いやちょっと早くして? 腕疲れてきたんだけど。流石にずっとこれは辛いんだよ?
「分かった、俺もやろう。どうせならお前の勢いに乗ってやる」
やっと決めましたか。
「決断が遅いですよ」
でもまあこれで良い感じかな。腕を下ろして先生を見ると、睨まれていた。正確に言えば、ジト目?
「なんですか」
「あのな、お前には感謝してるよ。背中を思いっきり押されたことにな。だけどさぁ、何で上から目線なんだよ」
上から目線、だったな。まあいっか。
「先生、細かいことは気にしちゃ駄目です」
「気にしろよ……。はあ」
およ? 何で先生はため息なんてついてるんだ? ため息をつくと幸福が逃げるって噂を先生は知らないのかな。

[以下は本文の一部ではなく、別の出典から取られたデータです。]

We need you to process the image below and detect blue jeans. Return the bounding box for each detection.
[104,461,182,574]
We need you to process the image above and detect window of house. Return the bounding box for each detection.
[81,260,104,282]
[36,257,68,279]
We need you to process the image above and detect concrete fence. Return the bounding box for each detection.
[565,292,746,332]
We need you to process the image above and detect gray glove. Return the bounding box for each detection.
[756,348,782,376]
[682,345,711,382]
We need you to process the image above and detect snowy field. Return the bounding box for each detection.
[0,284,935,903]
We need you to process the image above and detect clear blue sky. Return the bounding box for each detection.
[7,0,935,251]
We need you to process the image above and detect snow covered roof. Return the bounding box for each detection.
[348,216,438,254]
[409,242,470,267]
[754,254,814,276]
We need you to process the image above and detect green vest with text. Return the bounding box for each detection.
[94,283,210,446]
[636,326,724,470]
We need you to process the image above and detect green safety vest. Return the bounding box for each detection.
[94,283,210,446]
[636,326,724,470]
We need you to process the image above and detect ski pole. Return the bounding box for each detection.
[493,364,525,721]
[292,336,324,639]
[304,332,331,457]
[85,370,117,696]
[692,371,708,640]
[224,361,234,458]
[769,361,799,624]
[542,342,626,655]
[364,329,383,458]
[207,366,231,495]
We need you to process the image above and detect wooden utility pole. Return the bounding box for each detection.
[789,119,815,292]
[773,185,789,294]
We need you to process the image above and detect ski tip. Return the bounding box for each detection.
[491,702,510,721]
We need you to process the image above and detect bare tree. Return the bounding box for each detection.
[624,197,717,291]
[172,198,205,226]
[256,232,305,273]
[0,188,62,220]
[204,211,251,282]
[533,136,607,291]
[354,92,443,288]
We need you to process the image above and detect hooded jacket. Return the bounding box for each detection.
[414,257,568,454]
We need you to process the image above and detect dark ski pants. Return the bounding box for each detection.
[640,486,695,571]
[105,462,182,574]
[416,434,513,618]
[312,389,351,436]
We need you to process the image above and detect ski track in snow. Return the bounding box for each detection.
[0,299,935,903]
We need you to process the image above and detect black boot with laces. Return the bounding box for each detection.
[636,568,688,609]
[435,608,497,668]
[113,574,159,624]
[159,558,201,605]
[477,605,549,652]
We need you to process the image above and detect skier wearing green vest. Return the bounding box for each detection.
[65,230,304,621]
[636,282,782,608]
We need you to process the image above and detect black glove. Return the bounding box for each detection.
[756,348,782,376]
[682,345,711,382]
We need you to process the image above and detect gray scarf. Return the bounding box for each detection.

「それはおいといて。取り敢えず! けっせんじゃああぁぁ!!」
橙色の空に私の大きな声と先生の呆れた声が響いた。
このあとに先生に怒られたのは言うまでもない。
はい、ちょっと飛びます。何がってこの世界の時間がです。瑠璃菜ちゃんがじっくりと考えるための時間を作るために!